Hi, why both players are females ? i think the neutral gender in english in the male gender .. the preceding unsigned comment is by 200.78.53.94 (talk • contribs) 05:40, 13 February 2005

See Gender-specific pronoun -- Dominus 15:20, 18 July 2005 (UTC)

It used to be, but not really any more. —Simetrical (talk) 02:18, 26 December 2005 (UTC)

[edit] Tic-Tac-Toe

I don't see how strategy-stealing applies here. Player 1 can never pretend to be player 2 -- whenever it's player 2's turn to play there are an even number of vacant squares, but when it's player 1's turn to play there are an odd number of vacant squares. —Preceding unsigned comment added by 72.93.194.10 (talk) 22:07, 24 May 2008 (UTC)

You're right, the argument needs a little elaboration. Suppose there is a winning second-player strategy. The first player can place an X at random and thereafter pretend to be the second player. Having an extra mark on the board cannot hurt him. If the strategy calls for him to play where the extra X is, he can simply play somewhere else at random. This cannot make his position worse than it was, so the winning strategy is still a winning strategy. -- Dominus (talk) 10:03, 25 May 2008 (UTC)

[edit] Go

Shouldn't Go be considered in this? If it is true, then in Go you can steal the strategy as well. It is a symmetrical game and there is no penalty for having an extra move (you can pass, and you can lose maybe one territory for putting down a stone in your own territory; you may even lose a lot of territory if you put a stone in one of 2 eyes when the territory is surrounded completely by the other side... not sure if all this is necessarily a penalty). the preceding unsigned comment is by 128.6.175.45 (talk • contribs) 21:07, 19 October 2005 (UTC)

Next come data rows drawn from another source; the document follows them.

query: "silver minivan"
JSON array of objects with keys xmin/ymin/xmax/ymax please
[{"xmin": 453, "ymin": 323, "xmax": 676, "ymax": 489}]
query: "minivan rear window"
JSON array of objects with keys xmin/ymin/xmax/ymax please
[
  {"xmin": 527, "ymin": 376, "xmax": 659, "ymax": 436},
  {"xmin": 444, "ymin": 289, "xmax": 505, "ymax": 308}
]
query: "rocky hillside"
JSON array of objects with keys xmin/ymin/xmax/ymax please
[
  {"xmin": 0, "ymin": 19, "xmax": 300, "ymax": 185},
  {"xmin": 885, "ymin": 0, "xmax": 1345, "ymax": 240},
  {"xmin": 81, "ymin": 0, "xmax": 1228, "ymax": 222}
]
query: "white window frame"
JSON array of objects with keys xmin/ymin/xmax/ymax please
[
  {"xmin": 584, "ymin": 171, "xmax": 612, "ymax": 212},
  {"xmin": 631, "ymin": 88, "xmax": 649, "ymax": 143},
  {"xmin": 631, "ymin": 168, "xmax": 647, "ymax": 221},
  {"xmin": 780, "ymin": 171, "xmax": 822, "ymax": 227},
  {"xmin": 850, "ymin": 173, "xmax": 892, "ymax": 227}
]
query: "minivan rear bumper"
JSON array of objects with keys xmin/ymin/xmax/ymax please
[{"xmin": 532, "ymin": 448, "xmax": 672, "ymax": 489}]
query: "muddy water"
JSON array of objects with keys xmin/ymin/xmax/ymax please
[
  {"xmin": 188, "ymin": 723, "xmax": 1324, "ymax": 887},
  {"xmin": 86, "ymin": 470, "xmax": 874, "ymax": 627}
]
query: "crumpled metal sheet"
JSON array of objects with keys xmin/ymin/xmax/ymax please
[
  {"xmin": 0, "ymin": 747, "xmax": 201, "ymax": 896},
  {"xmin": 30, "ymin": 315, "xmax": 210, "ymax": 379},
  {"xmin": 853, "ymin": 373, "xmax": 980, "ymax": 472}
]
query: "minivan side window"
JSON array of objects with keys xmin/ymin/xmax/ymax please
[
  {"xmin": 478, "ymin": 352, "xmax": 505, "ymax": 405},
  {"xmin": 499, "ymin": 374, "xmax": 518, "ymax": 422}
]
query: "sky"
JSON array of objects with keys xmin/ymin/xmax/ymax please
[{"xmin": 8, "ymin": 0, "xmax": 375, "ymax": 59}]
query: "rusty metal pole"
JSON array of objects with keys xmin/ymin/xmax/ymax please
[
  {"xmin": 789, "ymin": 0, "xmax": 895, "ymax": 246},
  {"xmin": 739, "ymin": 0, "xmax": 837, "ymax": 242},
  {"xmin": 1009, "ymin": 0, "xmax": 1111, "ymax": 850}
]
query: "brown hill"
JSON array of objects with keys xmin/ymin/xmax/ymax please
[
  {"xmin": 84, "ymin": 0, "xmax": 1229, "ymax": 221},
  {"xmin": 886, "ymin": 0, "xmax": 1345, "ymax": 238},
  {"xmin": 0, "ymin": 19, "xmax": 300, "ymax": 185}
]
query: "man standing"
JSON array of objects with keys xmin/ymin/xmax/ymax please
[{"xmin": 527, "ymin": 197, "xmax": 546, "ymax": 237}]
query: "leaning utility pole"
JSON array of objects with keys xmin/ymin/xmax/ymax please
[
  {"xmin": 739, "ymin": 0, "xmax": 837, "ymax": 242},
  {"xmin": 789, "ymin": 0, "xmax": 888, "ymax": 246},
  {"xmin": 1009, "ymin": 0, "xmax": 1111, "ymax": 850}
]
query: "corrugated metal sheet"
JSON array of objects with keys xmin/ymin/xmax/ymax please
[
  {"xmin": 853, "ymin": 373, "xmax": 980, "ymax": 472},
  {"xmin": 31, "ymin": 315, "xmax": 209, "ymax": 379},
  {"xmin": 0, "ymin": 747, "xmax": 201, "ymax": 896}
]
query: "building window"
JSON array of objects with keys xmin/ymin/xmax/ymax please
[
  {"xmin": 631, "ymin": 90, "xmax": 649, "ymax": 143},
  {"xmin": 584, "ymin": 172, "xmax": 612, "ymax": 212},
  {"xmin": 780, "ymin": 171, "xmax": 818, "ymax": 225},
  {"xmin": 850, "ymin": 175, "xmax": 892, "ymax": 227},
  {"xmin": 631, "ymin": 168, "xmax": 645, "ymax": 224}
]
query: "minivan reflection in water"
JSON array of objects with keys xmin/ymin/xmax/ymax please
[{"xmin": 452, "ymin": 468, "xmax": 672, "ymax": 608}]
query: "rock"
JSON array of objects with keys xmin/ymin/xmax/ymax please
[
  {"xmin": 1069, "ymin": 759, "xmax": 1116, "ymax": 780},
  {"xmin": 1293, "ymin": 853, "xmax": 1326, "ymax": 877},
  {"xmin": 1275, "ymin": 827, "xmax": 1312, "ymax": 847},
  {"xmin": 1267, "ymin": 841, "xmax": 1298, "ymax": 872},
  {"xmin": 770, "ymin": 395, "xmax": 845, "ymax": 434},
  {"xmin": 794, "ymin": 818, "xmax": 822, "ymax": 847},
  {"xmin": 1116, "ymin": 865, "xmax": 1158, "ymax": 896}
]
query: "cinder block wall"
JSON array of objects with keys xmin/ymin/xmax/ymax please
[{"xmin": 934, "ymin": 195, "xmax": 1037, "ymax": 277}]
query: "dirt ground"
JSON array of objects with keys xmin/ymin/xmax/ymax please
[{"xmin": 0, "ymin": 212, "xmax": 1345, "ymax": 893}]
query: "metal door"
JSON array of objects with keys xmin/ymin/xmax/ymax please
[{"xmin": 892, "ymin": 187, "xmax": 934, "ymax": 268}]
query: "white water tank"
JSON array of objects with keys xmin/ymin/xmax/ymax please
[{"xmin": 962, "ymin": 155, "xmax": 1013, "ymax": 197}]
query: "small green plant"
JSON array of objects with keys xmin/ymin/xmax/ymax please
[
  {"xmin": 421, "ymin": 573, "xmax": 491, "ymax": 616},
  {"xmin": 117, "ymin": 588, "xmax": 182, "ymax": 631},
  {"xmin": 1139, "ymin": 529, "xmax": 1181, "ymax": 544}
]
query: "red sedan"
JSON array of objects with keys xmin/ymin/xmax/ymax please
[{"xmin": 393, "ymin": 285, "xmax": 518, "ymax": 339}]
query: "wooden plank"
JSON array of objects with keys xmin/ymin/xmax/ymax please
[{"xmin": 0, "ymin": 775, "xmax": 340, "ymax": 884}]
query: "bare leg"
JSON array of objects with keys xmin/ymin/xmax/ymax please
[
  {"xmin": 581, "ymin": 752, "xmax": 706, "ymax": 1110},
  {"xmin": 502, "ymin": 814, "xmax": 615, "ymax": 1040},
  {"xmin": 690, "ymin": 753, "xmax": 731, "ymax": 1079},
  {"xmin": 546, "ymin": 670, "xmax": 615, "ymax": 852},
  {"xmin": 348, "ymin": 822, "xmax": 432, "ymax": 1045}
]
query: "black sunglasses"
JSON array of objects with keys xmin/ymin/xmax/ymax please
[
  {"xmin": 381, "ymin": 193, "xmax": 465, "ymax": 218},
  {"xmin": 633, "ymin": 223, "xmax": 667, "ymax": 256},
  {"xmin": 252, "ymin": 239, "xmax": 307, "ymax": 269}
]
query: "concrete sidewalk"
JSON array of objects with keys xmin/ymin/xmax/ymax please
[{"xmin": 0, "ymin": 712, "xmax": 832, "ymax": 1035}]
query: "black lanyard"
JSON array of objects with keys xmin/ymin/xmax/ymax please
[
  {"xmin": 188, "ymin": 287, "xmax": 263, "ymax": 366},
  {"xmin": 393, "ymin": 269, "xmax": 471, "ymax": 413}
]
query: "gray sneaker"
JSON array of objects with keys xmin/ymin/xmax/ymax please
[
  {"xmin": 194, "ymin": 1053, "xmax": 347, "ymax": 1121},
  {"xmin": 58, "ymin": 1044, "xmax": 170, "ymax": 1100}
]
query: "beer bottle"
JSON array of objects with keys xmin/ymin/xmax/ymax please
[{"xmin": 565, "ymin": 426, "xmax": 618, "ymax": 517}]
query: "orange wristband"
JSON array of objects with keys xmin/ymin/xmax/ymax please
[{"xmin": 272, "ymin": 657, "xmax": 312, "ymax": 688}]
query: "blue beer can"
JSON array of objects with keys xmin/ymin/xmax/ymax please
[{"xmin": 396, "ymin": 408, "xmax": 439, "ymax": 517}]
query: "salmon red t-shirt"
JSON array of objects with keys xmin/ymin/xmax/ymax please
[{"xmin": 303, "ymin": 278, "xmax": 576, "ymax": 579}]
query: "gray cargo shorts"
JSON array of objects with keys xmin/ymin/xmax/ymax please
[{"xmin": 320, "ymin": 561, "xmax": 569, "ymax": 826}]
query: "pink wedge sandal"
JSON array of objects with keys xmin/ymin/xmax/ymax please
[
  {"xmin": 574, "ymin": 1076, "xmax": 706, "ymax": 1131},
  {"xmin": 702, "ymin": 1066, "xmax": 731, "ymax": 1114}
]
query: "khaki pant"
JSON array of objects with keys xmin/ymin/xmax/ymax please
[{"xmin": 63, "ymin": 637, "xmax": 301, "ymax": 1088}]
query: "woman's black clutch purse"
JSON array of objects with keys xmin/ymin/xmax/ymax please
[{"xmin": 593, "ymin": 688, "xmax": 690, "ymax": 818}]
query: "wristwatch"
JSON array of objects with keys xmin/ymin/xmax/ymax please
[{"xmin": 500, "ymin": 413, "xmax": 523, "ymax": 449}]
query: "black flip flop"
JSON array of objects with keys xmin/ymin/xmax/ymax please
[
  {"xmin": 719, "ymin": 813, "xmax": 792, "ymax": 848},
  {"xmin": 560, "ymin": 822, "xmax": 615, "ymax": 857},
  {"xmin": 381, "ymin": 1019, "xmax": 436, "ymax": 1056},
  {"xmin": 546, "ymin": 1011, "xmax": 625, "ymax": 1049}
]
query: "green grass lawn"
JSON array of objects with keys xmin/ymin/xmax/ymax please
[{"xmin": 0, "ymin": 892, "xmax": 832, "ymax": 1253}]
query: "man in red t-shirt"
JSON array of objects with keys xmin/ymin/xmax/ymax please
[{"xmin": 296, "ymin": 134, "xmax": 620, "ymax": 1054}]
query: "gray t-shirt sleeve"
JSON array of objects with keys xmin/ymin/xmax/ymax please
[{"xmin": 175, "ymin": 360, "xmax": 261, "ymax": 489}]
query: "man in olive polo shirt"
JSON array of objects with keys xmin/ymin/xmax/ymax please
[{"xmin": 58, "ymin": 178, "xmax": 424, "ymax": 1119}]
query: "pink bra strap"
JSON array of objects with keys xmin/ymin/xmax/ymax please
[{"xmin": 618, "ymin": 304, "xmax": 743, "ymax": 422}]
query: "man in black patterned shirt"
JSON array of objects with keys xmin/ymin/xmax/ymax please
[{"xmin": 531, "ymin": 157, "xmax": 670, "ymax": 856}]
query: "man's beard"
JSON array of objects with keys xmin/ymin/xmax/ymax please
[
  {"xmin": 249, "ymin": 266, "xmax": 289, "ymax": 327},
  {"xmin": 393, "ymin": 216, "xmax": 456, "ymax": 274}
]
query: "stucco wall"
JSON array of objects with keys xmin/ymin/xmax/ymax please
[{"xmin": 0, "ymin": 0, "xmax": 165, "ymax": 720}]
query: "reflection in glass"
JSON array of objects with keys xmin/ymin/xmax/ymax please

I think the problem with that is that if there's a winning second-player strategy and the first player passes, then the second player would also pass, and it could continue like that forever, making the game undecidable. It would be known that whoever made the second move would automatically win, and therefore it would never be advantageous to play first. If there's some draw rule in Go based on consecutive passes, or some limit on consecutive passes, this might not be an issue.

As for whether making an actual move (not passing) is ever a penalty, I am neither a game-theorist nor a Go player (beyond a cursory knowledge of most of the rules), so I'm afraid I don't know. Game theory is a mathematical discipline, of course, so even if no one's thought of any disadvantageous moves yet, they can't be assumed not to exist until their existence is proven impossible. —Simetrical (talk) 02:18, 26 December 2005 (UTC)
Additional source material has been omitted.